On voit dans le commerce des fromages produits à échelle industrielle dont la pâte est recouverte d’une couche de plastique. Il paraît que c’est hygiénique, que ça conserve, que ça protège. D’accord. N’empêche que ces fromages aseptisés ont piètre mine à côté des croûtes naturelles dont la multitude de teintes et de structures lentement développées au contact de l’air promet des plaisirs gustatifs autrement plus complexes et authentiques. C’est pareil pour les pipes. Les préculottages, c’est fait pour sceller, pour protéger, quitte à masquer, voire à sacrifier le caractère et la personnalité du produit naturel qui forme le cœur de votre pipe. Et c’est bien dommage. Regardez les grands vins. Parfois ils sont vinifiés en barriques et à coup sûr ils sont élevés dans des fûts en chêne. Au contact du bois, ils développent des arômes et des saveurs plus complexes. Entre vin et bois il s’installe une bienfaisante symbiose qu’il ne viendrait à l’idée de personne de nier. Aucun viticulteur, aucun œnologue n’oseraient prétendre qu’en enduisant leurs fûts de quelque pâte protectrice, ils ne changeraient en rien cette précieuse symbiose entre le contenant et le contenu. Or, ce qui relèverait du sacrilège pour tout vigneron qui se respecte, est une pratique courante dans le petit univers de la pipe.

Je vous le demande, à vous pipophile : préférez-vous un foyer préculotté ou un foyer vierge ? C’est une question rhétorique puisque je connais la réponse : la grande majorité des fumeurs de pipe chevronnés préfère un foyer sans préculottage.
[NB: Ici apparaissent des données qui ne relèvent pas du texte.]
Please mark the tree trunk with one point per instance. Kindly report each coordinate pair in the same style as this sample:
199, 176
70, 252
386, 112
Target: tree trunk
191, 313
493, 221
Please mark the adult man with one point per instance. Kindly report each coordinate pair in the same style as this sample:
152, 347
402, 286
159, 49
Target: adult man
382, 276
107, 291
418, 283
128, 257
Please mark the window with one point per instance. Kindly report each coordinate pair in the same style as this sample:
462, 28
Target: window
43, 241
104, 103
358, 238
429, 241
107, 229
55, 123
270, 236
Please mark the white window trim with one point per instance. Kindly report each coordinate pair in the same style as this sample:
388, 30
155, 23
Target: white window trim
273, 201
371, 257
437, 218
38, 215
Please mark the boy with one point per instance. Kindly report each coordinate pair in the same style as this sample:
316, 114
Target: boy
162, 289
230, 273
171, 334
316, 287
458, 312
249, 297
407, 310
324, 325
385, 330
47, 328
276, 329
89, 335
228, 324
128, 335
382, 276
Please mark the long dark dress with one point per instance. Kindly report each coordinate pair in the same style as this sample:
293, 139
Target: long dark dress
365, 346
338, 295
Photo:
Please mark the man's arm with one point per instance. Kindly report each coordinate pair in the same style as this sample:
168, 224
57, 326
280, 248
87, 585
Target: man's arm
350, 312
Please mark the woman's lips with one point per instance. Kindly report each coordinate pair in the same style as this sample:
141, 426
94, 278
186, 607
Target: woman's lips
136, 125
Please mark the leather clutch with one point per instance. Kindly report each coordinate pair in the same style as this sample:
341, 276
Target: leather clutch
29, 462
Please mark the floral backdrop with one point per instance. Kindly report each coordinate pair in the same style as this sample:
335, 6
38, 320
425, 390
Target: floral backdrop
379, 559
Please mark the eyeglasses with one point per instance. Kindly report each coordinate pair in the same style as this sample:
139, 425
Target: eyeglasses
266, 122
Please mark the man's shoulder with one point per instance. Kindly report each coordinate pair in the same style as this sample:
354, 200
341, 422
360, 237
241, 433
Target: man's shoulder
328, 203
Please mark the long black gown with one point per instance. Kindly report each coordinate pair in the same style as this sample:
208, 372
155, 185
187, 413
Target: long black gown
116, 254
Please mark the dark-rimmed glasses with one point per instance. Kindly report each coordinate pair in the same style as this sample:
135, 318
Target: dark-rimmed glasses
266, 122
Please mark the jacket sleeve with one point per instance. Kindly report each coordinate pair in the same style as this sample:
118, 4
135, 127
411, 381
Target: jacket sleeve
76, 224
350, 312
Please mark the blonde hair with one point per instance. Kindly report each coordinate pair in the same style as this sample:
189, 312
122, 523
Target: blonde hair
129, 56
Et vous êtes en bonne compagnie : le légendaire pipe dealer Marty Pulvers ne cesse d’exprimer sa prédilection pour les foyers vierges ; le toujours analytique Greg Pease a mené de multiples expériences qui ont prouvé à ses sensibles papilles gustatives qu’une pipe enduite de la pâte la plus fréquemment employée n’atteindra jamais les sommets du plaisir gustatif ; le fin connaisseur qu’est Tarek Manadily refuse carrément de vendre des pipes préculottés sur son site. Je partagerai un petit secret avec vous : la plupart des pipiers n’enduisent pas les foyers de leurs pipes personnelles. Ils sont comme nous : ils apprécient de pouvoir contrôler si le foyer est exempt de failles, ils aiment découvrir la teinte et le grain de la bruyère vierge, ils adorent caresser les parois lisses et avant tout ils chérissent ce moment magique où, lors du baptême du feu, le bois, au contact du tabac grésillant, commence à dévoiler sa personnalité et à livrer ses secrets. Si fumeurs experts, commerçants connaisseurs et une majorité de pipiers partagent une préférence pour les foyers vierges, comment se fait-il alors qu’on voit tant de pipes préculottées dans le commerce ? Et, chose bizarre, comment expliquer que c’est à la fois dans le bas de gamme et parmi les high grades qu’on voit le pourcentage le plus élevé de préculottages ?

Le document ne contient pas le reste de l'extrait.